Touchstream claims its founder, David Strober, a former e-learning instructional systems designer at SUNY Westchester Community College, in 2010 a means for video to be transmitted from a smaller device, such as a smartphone, to a larger one such as a television set.
In its 2021 lawsuit the firm claimed it met with Google in December 2011 over a potential partnership but was told two months later that the tech giant wasn’t interested in its technology.
Google went on to launch its own Chromecast technology in 2013.
New York City-based Touchstream said Google copied its inventions and infringed three of its patents, US Patent Nos. 8,356,251; 8,782,528; and 8,904,289.
The firm claimed its patents are also infringed by Google’s Home and Nest smart devices and third-party televisions and speakers that include Chromecast features.
A federal jury at the Western District of Texas’s Waco division unanimously agreed with Touchstream’s arguments.
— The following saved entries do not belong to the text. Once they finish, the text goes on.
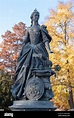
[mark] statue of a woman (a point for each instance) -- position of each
(33, 64)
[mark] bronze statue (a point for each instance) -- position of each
(32, 77)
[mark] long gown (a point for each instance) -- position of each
(33, 59)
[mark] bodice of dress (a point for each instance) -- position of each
(35, 35)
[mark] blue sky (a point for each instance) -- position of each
(15, 11)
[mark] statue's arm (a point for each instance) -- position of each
(26, 40)
(46, 39)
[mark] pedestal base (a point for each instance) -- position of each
(31, 105)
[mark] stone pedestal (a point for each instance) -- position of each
(31, 105)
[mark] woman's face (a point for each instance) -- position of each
(35, 17)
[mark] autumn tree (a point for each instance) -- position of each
(10, 47)
(60, 25)
(5, 86)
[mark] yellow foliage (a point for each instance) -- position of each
(60, 27)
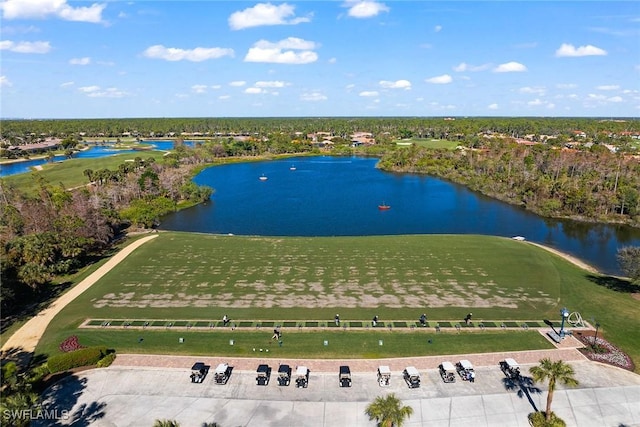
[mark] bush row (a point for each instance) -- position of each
(82, 357)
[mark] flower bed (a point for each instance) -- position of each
(605, 352)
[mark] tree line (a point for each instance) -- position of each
(591, 185)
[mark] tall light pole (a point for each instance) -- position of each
(565, 315)
(595, 337)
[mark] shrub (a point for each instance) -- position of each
(70, 344)
(538, 419)
(107, 360)
(84, 357)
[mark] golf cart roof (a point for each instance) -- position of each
(384, 369)
(448, 366)
(511, 362)
(466, 364)
(412, 371)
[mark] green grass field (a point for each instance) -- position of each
(203, 277)
(70, 172)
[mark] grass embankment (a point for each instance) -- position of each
(203, 277)
(71, 172)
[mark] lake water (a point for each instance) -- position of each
(327, 196)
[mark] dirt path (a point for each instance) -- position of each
(568, 257)
(26, 338)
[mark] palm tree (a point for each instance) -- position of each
(550, 371)
(388, 411)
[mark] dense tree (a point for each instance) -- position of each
(629, 261)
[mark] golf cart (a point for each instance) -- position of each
(384, 376)
(302, 377)
(345, 376)
(465, 370)
(263, 374)
(510, 368)
(411, 377)
(222, 373)
(284, 375)
(198, 372)
(448, 372)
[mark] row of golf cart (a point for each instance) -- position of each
(448, 371)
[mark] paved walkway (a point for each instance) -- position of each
(137, 390)
(26, 338)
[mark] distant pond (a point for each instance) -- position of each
(329, 196)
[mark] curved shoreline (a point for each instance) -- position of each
(575, 261)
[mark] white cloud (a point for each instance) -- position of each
(265, 14)
(365, 8)
(440, 80)
(41, 9)
(313, 96)
(538, 90)
(199, 88)
(198, 54)
(4, 81)
(570, 50)
(270, 84)
(510, 67)
(25, 47)
(566, 85)
(463, 66)
(98, 92)
(291, 50)
(398, 84)
(80, 61)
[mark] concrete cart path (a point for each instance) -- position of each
(137, 396)
(26, 338)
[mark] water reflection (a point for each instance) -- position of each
(326, 197)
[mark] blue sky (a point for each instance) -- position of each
(103, 59)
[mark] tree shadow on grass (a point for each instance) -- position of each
(524, 386)
(21, 358)
(614, 283)
(61, 399)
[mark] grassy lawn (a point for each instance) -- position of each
(428, 143)
(202, 277)
(341, 344)
(70, 172)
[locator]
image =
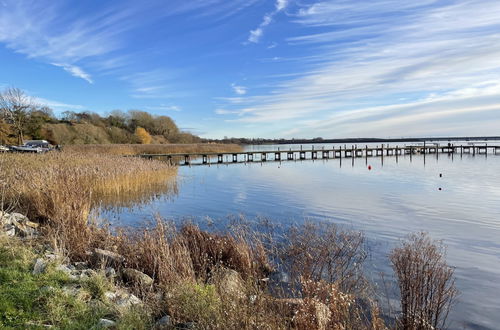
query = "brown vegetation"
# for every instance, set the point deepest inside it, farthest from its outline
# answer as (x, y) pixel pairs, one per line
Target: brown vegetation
(426, 283)
(223, 280)
(137, 149)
Google had previously challenged the validity of the three patents in inter partes reviews at the US Patent Trial and Appeal Board, arguing they were based on obvious previous inventions, and the board is expected to deliver a final decision on their validity in September or October.
Touchstream said it was satisfied with the verdict, while Google said it plans to appeal.
The search firm said in a statement that it has “always developed technology independently and competed on the merits of our ideas”.
Touchstream earlier this year filed similar patent-infringement claims against cable firms Comcast, Charter and Altice in Texas. Those cases are still pending.